I'd be interested in what is the value of having so complex symbols at times, and what is actually causing those huge symbols.

NagyDonat commented 6 months ago

If we say, everything works as intended, but ElementRegions should be considered tainted only if the Offset is tainted, then your PR seems valid to me.

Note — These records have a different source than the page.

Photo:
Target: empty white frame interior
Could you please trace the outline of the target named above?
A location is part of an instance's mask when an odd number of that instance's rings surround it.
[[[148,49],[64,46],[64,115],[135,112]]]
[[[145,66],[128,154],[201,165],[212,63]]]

I think you're misunderstanding my commit -- an ElementRegion with a tainted super-region will be considered tainted even after merging my commit (because the ElementRegion is a SubRegion and the branch for subregions still performs the check once).

I'd be interested in what is the value of having so complex symbols at times, and what is actually causing those huge symbols.

I agree that this would require separate investigation. My wild guess is that there is some normalization step that happens between the PostStmt and the Location callbacks...

steakhal commented 6 months ago

I had a look at the patch and that seems solid. That should land even if we decide to continue this investigation here. Landing that would close this issue, but we can always reopen it or split a different ticket if the findings justify so.

NagyDonat commented 6 months ago

I merged my commit and created a new issue for the symbol complexity part of this issue. I'll start working on that question, probably by examining the logic that happens between the PostStmt and Location callbacks.